IT IS INEVITABLE that as India becomes the preferred destination for the award of business process outsourcing (BPO) contracts by firms in the United States and the United Kingdom, it has to cope with a backlash in those countries. The clause in a spending bill passed by the U.S. Congress and now awaiting President George Bush's approval prohibits the outsourcing of Federal Government contracts to India. This protectionist move is not the first of its kind. In a little over a year since the New Jersey legislature first discussed such a ban, a number of State legislative bodies in the U.S. have considered imposing controls on outsourcing to India and at least one State has rescinded a contract awarded to an Indian company. To point to the insignificance of U.S. Government business in India's information technology exports (less than two per cent of annual earnings) or to suggest that all these legislative moves are merely "election-year" events is to miss the force of the rising tide of opposition in the U.S. and in the U.K. as well.

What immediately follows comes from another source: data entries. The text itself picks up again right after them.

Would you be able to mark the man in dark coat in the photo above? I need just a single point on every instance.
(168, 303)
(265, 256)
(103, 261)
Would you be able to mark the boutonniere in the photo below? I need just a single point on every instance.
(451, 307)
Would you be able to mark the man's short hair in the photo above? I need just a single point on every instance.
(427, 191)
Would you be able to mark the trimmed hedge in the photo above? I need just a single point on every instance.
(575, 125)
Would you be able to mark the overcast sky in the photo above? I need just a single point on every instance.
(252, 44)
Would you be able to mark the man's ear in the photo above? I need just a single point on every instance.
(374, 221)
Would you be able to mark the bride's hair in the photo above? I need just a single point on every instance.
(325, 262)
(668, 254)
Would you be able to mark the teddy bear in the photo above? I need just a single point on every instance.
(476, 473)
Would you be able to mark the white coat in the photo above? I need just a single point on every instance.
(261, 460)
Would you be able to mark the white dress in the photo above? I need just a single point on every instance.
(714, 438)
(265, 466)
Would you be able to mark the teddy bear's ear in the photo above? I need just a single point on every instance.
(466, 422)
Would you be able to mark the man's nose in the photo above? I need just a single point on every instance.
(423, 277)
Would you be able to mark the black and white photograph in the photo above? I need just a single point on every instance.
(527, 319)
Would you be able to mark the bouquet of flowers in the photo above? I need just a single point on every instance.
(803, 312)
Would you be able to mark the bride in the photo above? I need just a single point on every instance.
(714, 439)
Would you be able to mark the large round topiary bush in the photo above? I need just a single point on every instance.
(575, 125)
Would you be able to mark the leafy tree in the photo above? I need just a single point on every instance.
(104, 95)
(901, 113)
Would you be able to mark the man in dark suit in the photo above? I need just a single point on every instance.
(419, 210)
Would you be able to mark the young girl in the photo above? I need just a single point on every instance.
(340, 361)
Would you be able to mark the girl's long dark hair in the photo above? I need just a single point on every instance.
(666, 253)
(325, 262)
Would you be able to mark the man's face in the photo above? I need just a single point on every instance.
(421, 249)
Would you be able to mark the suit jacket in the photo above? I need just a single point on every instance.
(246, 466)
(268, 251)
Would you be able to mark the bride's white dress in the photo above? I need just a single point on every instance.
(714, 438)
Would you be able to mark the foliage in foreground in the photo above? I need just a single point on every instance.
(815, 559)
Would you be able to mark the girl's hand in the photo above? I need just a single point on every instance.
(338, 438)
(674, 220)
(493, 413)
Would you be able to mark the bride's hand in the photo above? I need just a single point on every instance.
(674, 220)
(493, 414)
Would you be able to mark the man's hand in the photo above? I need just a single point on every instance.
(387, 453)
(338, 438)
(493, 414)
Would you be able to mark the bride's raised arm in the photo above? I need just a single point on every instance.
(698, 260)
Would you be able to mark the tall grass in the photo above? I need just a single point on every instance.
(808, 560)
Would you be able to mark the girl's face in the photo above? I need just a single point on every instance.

The BPO backlash is similar to what took place in the U.S. and west Europe during the 1980s and 1990s in protectionist revolt against the relocation of manufacturing jobs to South-East Asia and China. Workers fearing a loss of employment lobbied hard with their governments to place domestic and international restrictions on job relocation. The shift in manufacturing could not be halted, but domestic groups did succeed in slowing the process by embarrassing multinationals and Asian governments with public campaigns on the working conditions of labour. The opposition to BPO will take different forms. It is also likely to be more forceful than what was witnessed before. The campaigns have already begun to argue that there has been a deterioration in the quality of services that have been outsourced; they have, among other things, targeted the "fake personalities" in some activities like call centres where Indian staff develop foreign persona. The resistance to outsourcing will be deeper because the jobs under threat this time are those being performed by skilled and well-paid men and women who can expect a greater hearing in the legislature. Besides, with "jobless growth" continuing to characterise the ongoing economic recovery in the U.S., the loss of jobs that outsourcing could entail cannot be accepted easily. Controls on government contracts are being discussed today. It will not be long before there are pressures to legislate for some form of restriction against private BPO contracts as well.

It is in the logic of globalisation that the gains for some will translate into losses for others. If India wants to establish itself as the BPO destination of choice, then it must learn to cope with the backlash by playing hardball. Indian companies can weaken the resistance by establishing their credentials on quality. At present while Indian subsidiaries of foreign companies have demonstrated a measure of quality of service, this is not yet true of all Indian firms whose sole selling point is low cost. The Government could also consider negotiating international agreements that would prevent the U.S. and the U.K. from legislating against outsourcing. That would, of course, involve a cost in the form of conceding greater market access to foreign firms in a number of areas. Finally, while the predictions are of large-scale job losses in the U.S. with an unfettered growth of outsourcing, there are no accurate estimates available of the dislocation that has already taken place. The Indian BPO companies could expect a better hearing if they can demonstrate that the true loss of employment is nothing like what has been made out.